The young man’s uncle helped him get on with the railroad. His first job was as “commissary boy” for a railroad in Louisiana. His salary was $15 a month, and the work provided him with a foundational knowledge of how a store should be run.

Martin turned in his clerk’s apron when he became a timekeeper for the railroad. This was a vital job, because all the clocks in the train depots, as well as the watches carried by essential railroad personnel such as the engineers, brakemen and conductors, had to be within seconds of one another.

Such a close adherence to time was necessary because trains ran in both

directions on the same tracks. To head off disaster one would have to pull off on a sidetrack to allow the other to pass.

Accidents and wasted time were kept to a minimum by ensuring all railroad timepieces were closely synchronized. For 15 years Martin traveled from New York to Mississippi and even out West making sure railroad clocks were showing the same time.

The constant moving eventually wore down the Virginian’s itch to travel, and he decided to settle down. He returned to Nelson County to marry his sweetheart and start a business of his own.

One day in 1905 Martin traveled to Lovingston and looked up an old friend. He asked to borrow $1,500 to build a general store and stock it.

Martin got the loan and circumstances dictated where the store would be located. In the early 1700s the King of England had granted the Martin family a piece of land near Greenfield, so that’s where the store went.

In no time Martin’s Store was open for business. It was around 1914 that a future writer named Boyce Loving became acquainted with the place.

Loving was a youngster at the time, and the store made a strong impression on him. Forty years later when he returned to write a story on its 50th anniversary he found that it hadn’t changed at all.

By that time Loving was a seasoned reporter with The Daily Progress. The story he wrote wove in his memories of the store that he had as a kid.

“To a country boy under 10 years of age, there were marvels to be seen hitherto undreamed of in the showcases and on the shelves,” Loving wrote. “One of the joys of visiting the store is to see the utter abandon with which the stock is scattered about the counters and shelves and hangs from the ceiling.”

The clutter of products started before one actually entered the establishment.
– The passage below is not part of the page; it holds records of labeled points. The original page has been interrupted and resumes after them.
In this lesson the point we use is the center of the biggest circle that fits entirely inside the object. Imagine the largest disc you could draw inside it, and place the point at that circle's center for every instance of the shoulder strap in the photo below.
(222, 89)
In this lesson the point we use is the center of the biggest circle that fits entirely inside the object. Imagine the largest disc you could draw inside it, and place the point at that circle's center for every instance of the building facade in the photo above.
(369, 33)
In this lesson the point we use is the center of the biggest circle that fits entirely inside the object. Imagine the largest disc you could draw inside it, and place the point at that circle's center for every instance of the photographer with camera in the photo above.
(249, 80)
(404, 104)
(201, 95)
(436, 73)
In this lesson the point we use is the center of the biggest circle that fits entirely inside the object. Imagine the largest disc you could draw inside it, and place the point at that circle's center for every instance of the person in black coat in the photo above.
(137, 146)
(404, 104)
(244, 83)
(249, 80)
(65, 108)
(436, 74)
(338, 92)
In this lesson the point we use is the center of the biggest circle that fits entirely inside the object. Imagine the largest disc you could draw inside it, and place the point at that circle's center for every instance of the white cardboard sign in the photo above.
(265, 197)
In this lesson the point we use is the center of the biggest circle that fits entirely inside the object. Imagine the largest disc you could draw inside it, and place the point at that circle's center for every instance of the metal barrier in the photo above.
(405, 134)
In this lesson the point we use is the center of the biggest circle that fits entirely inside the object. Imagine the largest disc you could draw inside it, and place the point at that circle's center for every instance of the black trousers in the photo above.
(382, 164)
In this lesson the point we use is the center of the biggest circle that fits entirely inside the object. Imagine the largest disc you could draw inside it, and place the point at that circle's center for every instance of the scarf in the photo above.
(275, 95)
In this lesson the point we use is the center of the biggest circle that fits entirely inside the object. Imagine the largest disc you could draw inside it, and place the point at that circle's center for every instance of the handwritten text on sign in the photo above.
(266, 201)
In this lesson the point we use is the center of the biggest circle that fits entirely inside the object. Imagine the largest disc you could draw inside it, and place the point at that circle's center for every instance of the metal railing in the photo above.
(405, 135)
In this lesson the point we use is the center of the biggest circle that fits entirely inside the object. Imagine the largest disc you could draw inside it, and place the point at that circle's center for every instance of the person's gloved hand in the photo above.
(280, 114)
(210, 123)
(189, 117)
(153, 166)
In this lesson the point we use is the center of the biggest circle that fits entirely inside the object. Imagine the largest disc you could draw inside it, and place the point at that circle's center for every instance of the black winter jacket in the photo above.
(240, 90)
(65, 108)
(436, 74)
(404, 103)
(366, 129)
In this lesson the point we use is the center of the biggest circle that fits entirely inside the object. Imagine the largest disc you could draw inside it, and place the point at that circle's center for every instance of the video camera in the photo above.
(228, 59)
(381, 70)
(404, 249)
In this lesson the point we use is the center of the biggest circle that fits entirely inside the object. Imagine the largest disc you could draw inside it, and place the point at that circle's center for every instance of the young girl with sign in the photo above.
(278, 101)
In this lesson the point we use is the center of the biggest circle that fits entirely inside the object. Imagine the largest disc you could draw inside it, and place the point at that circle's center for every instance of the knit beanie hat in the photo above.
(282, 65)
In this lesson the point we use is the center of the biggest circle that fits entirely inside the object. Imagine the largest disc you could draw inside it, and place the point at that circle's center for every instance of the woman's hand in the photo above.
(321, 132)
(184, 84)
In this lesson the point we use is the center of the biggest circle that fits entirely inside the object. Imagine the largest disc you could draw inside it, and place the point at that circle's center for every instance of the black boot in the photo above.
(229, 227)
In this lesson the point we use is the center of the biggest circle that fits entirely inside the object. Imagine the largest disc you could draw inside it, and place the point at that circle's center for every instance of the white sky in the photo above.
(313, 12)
As an inducement for passing travelers to drop in, Martin had arranged a number of things along the front of the store.

Loving spotted stoneware crocks, oil lanterns, garden tools, a camp stove, a copper apple butter kettle with wooden stirrer. Leaning against the front were an assortment of farm and garden tools.

It was late summer of 1954, and Martin was 84 years old. The store hadn’t changed and neither had his way of operating it.

By then most stores had ended the barter system years before, but not Martin. People were still bringing in things like eggs and live chickens to exchange for clothing and other necessities.

At one time the storekeeper had gotten a lot of fresh-churned butter as payment for store items. He lamented the fact that even though it was September he had yet to take in a single pound of country butter that year.

The mule shoes and harness collars were probably not going out the door as fast as they once had either. Loving realized that he had come upon a time capsule that connected him to his youth as well as the nation’s past.

The newspaperman and gentleman merchant have long since become part of history. But both left behind words that told of a place filled with wonder.

Loving did it in a newspaper story now yellow with age. Martin did it in a poem.

“With keys in the lock, the lock’s in the door, the best place to deal is Charlie Martin’s store.

“Up with the chickens and on his way, down to the store for all the day. This grand old merchant, aged eighty-eight, ambles down the hill and through his gate.

“With porch laden with goods, in orderly array he genially greets his customers throughout the day.

“Behind the counter he’ll patiently sit, ‘Yes, it’s here somewhere, if I can only find it!’ To the query, “Mr. Martin, when do you plan to retire?”

“When I can no longer serve man, I’ll be ready to go higher.”